• 26
    seyircidir. yanlış bir şey yapmıyor tabi ki; kimse devamlı ayakta olmak ve bağırmak zorunda değil ama taraftar ile seyirci arasındaki farkı 12 ekim 2020 tarihinde fatih terim çok güzel ifade etmiştir.

    --- alıntı ---

    taraftar ile seyirciyi özellikle ayırıyorum. statta hangisi fazla ise maçın atmosferi değişiyor. galatasaray hala taraftarı seyircisinden fazla bir takım. taraftar bizim için itici güç olmaya devam ediyor. maça çıkarken en az takımım kadar taraftarıma da güveniyorum.

    --- alıntı ---
  • 28
    bizim gibi orta yaş ve üstü insanlarin artık mecburen yaptığı eylemdir. kaldı ki oturmak tezahurata engel değil zaten. mac boyu ayakta durmanin kime ne faydasi var ki ayrıca? teşbihte hata olmaz hani küçük hayvanlar kendilerini büyük göstermek için ayağa kalkarlar ya öyle bir durumumuz da yok çok şükür. hepimiz insaniz rakipte bakip aa bunlar neymis böyle diyecek durumda degil.
    sitem edecekseniz oturana değil, bir gol yedi diye susan taraftara sitem edin. bu takım ne maçlarda geriye düştü de taraftari ile bir olup maçı geri çevirdi.
    ez cumle oturmak degil macin cogunda susmaktir asıl sorun.
  • 30
    tamamen sahaya konsantre ise oturmasında sakınca olmayan taraftardır. sahaya konsantre ise ayakta olmasında da sıkıntı yok. bizim yanlış yaptığımız durum selfie çekmek ve şarkı söylemek. hakemi ve rakibi baskı altına almak istiyorsak yapılması gereken takımla beraber tam konsantre sahaya odaklanmaktır. ancak tribün kültürümüz o kadar yanlış oluşmuş ki maç boyunca alkışlamak, insanı garddan düşüren şarkılar ile geçiyor. şu alkış, şarkı ve türkü işinin tribünlerden yok olması ve 52.000 taraftarın her an maçın içinde olarak haaa huuuu bit şekilde rakibi ve hakemi baskı altına alması dileğiyle.
  • 31
    seyircidir.

    taraftar olmak farklı bir durum. çocukluğumdan beri maçlara giderim. mesela ben maça genelde 1 saat önce gitmeyi tercih ederim. oyuncuların ısınmaya çıkışını görmek isterim. oyuncular ısınırken, şut çekerken onlar hakkında yorum yapmayı severim. yani futbol bir şov evet ama ben bu şovun tüm perdelerini yaşamak istiyorum.

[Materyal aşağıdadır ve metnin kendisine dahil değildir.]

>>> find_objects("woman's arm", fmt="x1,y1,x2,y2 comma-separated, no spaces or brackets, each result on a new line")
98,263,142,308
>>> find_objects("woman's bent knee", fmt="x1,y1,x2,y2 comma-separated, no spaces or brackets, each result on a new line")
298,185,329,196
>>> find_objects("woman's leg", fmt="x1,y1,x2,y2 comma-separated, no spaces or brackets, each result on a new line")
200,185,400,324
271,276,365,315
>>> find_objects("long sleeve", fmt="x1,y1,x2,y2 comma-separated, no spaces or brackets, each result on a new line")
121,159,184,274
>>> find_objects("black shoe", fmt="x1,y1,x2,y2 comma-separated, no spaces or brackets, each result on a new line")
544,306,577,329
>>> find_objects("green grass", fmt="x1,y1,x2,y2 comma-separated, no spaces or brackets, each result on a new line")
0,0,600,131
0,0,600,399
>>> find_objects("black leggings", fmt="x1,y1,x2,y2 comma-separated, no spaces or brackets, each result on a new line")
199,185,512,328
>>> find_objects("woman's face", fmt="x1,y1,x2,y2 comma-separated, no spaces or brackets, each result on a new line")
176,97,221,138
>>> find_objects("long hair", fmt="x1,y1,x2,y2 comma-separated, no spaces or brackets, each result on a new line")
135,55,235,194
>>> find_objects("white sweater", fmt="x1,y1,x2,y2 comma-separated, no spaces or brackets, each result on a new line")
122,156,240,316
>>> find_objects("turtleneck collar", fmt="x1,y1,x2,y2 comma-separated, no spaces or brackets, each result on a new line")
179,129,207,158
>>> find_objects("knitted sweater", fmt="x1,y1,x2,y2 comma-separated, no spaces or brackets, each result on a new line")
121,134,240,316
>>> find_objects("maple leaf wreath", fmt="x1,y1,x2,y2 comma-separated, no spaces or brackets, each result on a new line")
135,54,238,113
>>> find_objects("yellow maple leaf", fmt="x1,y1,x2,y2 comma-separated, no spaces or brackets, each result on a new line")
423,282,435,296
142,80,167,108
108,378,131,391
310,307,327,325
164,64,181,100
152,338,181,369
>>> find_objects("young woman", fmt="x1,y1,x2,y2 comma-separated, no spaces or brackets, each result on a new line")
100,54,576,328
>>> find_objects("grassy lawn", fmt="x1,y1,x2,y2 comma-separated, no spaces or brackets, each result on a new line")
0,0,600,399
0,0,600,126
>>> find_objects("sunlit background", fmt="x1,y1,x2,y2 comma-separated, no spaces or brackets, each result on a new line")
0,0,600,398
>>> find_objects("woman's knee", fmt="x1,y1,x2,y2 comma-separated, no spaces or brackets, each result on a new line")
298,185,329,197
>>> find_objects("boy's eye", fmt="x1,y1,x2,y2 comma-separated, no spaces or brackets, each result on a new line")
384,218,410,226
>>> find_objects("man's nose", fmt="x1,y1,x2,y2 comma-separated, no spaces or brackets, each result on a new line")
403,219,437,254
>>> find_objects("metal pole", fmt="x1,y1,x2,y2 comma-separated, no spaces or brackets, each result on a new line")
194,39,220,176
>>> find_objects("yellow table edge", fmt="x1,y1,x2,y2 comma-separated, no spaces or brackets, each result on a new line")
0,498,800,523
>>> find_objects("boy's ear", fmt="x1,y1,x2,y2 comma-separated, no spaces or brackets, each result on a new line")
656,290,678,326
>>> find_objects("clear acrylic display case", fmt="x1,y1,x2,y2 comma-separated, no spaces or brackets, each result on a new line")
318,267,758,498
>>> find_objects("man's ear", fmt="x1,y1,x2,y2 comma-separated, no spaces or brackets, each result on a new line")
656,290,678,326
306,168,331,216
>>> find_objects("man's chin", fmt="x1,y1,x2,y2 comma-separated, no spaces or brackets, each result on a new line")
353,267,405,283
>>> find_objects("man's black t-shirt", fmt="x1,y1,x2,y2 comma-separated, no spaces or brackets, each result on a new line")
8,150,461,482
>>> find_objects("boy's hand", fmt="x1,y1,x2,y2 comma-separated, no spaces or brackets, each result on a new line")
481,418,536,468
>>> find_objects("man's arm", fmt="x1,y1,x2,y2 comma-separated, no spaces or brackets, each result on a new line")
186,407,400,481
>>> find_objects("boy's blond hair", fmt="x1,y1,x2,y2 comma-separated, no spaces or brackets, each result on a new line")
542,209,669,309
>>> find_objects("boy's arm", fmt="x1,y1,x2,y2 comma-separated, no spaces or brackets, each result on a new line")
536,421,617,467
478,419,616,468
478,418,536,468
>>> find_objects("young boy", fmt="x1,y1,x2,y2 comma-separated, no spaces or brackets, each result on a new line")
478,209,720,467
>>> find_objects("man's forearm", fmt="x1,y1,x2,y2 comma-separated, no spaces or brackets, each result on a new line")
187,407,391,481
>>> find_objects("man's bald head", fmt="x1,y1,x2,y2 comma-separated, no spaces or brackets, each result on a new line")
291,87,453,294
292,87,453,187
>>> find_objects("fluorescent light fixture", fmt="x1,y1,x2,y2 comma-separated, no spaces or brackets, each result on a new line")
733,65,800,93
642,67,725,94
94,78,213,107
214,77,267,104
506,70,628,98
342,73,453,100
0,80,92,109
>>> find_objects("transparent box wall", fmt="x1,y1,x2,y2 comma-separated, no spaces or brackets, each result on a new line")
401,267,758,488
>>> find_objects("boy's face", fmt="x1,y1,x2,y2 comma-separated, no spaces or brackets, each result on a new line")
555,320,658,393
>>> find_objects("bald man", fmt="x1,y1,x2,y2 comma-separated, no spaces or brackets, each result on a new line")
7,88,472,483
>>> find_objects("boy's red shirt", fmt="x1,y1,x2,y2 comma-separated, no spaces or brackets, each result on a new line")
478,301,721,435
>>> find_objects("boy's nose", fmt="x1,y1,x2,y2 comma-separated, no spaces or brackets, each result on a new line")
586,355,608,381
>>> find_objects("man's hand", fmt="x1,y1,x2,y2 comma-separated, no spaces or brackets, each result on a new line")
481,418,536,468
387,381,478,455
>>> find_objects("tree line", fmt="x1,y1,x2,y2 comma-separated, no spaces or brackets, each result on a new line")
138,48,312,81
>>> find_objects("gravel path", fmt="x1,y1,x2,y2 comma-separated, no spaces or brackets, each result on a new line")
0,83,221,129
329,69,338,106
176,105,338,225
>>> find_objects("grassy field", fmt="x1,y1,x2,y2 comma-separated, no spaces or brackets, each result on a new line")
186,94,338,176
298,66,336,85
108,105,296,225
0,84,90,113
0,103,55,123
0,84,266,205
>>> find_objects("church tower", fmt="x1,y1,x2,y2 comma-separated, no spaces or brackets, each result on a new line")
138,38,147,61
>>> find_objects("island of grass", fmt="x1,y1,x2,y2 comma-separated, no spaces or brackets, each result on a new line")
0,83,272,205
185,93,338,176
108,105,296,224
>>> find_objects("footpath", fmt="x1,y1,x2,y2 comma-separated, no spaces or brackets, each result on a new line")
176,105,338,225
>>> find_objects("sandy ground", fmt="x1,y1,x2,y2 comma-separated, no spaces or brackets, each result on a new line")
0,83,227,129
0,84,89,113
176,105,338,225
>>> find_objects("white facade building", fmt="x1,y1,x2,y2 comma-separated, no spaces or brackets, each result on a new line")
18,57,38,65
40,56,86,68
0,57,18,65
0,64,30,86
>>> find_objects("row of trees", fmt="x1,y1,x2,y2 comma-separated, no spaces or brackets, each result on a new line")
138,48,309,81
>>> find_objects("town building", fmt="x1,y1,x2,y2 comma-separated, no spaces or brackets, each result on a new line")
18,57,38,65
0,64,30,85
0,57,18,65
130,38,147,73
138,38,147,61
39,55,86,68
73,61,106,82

    benim seyirci mi taraftar mı olduğuma gelirsek ben taraftar olmayı tercih ediyorum. bu biraz fazla romantiklik ve fazlaca kendinden ödün vermek ama ne yapalım ne seviyoruz!

    taraftar olmak biraz da aptallık gibi. kombine veya bilet almışsın. forma almışsın, atkı almışsın, montunu bile store mağazasından almışsın. ailene, çocuğuna harcayacağın paradan takıma destek olsun diye vermişsin. tüm maç ayakta bağırmış tezahürat yapmışsın. puan kaybedip sinirden uyuyamamışsın hatta puan kaybettiğin maçlardan sonra spor programları bile izlememişsin. sonra yılda 4 milyon euro kazanan adam kendisinden %15 indirim istendi diye sahada ruh gibi geziyor, keyfi gelirse oynuyor ya;

    (bkz: insanın zoruna gidiyor be abi)
  • 33
    ben kendimi bildim bileli olandır. samiyende de vardı. tribüncülük aslında genelde bir tribüne bakan olaydır. o tribün sorumluluk alıp diğerlerini kaldırır, yönetir, coşturur. lise yıllarımda gittim ilk maçıma samiyende, o zaman da öyleydi.

    çağımızdaki tribüncülüğün sorunu yeni nesil tribün gruplarının o sorumluluğu almak istemeyip hep aynı besteyle bozuk plağa bağlaması.